Gopal Kreshna, Romo Tod D, Sacchettini James C, Ioerger Thomas R
Department of Computer Science, Texas A&M University, USA.
Proc IEEE Comput Syst Bioinform Conf. 2004:255-65. doi: 10.1109/csb.2004.1332439.
Feature selection and weighting are central problems in pattern recognition and instance-based learning. In this work, we discuss the challenges of constructing and weighting features to recognize 3D patterns of electron density to determine protein structures. We present SLIDER, a feature-weighting algorithm that adjusts weights iteratively such that patterns that match query instances are better ranked than mismatching ones. Moreover, SLIDER makes judicious choices of weight values to be considered in each iteration, by examining specific weights at which matching and mismatching patterns switch as nearest neighbors to query instances. This approach reduces the space of weight vectors to be searched. We make the following two main observations: (1) SLIDER efficiently generates weights that contribute significantly in the retrieval of matching electron density patterns; (2) the optimum weight vector is sensitive to the distance metric i.e. feature relevance can be, to a certain extent, sensitive to the underlying metric used to compare patterns.

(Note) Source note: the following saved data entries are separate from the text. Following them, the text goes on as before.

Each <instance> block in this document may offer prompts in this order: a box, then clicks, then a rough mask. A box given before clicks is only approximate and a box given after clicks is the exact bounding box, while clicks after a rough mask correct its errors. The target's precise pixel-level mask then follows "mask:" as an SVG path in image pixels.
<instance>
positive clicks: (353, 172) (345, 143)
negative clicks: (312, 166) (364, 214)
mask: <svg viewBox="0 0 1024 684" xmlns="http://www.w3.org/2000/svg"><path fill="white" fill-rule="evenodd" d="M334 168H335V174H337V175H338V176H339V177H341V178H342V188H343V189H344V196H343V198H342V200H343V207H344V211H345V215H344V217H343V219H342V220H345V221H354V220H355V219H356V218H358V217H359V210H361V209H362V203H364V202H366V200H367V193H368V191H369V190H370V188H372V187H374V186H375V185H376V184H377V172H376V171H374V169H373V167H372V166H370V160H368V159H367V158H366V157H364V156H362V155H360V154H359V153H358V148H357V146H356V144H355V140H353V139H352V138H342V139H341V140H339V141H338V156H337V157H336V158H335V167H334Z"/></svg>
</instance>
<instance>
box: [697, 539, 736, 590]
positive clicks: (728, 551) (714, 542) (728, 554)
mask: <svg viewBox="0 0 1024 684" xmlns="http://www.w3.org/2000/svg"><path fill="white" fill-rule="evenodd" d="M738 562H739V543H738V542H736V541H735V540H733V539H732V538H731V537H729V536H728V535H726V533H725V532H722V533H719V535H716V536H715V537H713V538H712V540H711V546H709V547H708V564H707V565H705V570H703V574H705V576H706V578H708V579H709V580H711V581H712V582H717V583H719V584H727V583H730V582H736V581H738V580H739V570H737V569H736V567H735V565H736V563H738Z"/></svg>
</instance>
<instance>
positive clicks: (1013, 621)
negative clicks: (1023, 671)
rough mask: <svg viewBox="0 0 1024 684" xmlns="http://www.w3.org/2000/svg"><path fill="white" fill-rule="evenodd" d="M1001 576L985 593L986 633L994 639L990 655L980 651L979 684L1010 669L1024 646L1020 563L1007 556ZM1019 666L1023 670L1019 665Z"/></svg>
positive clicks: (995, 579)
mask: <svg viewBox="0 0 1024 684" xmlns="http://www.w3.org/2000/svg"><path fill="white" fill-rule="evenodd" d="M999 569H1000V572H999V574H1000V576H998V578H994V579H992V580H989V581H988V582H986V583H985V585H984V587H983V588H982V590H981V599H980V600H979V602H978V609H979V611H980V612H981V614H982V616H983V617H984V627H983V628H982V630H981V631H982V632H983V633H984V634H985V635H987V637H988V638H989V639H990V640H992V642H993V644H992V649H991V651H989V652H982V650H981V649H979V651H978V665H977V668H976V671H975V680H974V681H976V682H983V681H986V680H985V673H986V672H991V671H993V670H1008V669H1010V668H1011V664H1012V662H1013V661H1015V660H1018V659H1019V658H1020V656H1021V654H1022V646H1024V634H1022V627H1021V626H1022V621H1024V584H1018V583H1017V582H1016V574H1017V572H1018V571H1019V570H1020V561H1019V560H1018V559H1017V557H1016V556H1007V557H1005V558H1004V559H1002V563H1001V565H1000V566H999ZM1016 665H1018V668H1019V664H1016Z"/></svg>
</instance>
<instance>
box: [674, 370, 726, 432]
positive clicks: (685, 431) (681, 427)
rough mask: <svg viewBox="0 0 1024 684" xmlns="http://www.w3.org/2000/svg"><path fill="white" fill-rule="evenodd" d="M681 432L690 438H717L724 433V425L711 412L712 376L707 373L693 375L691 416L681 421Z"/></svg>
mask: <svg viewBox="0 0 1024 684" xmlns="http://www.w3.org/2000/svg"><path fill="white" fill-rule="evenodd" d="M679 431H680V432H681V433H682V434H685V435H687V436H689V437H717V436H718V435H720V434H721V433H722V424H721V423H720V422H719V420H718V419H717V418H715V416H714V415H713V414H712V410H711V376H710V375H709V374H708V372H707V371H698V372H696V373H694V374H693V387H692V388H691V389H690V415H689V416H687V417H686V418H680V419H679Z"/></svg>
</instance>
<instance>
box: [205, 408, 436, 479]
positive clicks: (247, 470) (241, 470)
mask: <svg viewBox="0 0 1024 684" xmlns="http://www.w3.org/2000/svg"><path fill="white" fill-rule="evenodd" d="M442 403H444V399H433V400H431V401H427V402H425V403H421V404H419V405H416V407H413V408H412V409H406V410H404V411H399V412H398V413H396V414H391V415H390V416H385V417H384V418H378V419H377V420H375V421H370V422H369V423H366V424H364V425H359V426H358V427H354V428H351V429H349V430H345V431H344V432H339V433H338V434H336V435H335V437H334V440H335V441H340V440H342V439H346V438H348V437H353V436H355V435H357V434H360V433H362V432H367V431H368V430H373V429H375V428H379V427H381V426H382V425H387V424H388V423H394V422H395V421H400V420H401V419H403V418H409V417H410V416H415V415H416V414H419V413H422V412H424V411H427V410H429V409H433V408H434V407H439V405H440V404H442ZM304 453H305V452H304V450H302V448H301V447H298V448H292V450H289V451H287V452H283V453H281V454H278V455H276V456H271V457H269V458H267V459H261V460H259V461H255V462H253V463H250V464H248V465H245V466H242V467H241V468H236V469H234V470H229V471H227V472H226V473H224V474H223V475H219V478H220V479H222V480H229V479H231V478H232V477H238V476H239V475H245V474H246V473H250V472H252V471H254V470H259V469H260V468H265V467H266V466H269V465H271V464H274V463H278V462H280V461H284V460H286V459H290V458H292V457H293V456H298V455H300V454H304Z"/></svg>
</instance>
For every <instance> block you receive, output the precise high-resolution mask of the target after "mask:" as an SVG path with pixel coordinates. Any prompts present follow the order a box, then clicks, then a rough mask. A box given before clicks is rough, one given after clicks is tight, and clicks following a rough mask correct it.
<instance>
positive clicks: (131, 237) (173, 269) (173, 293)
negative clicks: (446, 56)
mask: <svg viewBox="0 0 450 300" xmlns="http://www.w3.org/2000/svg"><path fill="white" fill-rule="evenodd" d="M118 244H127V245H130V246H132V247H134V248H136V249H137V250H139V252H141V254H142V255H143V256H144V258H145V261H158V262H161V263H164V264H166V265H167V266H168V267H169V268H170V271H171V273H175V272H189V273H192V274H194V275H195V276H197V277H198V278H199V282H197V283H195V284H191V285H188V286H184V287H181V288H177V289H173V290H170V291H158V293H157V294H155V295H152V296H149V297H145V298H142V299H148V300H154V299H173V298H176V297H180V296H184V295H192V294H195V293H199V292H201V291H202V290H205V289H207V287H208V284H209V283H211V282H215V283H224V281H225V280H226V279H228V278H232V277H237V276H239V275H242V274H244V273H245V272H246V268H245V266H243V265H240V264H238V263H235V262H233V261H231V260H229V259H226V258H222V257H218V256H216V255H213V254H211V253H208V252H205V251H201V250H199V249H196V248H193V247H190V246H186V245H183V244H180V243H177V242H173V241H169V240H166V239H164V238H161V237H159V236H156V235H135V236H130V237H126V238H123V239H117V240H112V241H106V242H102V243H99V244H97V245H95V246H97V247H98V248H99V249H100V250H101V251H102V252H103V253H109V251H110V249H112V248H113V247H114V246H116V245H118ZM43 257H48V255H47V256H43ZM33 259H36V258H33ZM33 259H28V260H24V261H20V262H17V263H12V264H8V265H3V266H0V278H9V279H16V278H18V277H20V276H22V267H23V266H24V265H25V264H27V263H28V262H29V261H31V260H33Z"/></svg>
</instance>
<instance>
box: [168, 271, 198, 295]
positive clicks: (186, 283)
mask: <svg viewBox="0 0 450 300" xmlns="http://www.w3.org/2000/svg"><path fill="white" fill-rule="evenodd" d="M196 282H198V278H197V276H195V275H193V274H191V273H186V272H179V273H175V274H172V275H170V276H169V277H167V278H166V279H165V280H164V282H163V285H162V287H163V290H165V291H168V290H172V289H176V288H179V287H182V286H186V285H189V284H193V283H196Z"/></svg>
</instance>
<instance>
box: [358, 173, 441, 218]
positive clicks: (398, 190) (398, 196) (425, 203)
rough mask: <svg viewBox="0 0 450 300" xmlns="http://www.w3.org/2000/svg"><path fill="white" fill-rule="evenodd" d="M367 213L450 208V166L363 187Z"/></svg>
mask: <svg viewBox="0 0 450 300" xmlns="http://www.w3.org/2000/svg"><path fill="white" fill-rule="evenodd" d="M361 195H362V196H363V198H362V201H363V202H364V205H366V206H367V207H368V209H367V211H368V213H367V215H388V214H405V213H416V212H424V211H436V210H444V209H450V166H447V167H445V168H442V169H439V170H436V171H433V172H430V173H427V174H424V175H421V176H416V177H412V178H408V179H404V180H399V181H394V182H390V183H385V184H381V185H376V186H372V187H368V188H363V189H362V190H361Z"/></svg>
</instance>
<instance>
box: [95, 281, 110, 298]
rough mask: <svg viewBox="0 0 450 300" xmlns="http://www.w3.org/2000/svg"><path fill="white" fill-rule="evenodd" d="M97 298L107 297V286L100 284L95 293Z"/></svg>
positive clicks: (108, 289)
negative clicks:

特征选择和加权是模式识别和基于实例学习中的核心问题。在这项工作中,我们讨论了构建特征和为其加权以识别电子密度的3D模式来确定蛋白质结构所面临的挑战。我们提出了SLIDER,一种特征加权算法,它通过迭代调整权重,使得与查询实例匹配的模式比不匹配的模式具有更高的排名。此外,SLIDER通过检查匹配和不匹配模式作为查询实例的最近邻切换时的特定权重,在每次迭代中明智地选择要考虑的权重值。这种方法减少了要搜索的权重向量空间。我们有以下两个主要发现:(1)SLIDER有效地生成了对匹配电子密度模式的检索有显著贡献的权重;(2)最优权重向量对距离度量敏感,即特征相关性在一定程度上可能对用于比较模式的基础度量敏感。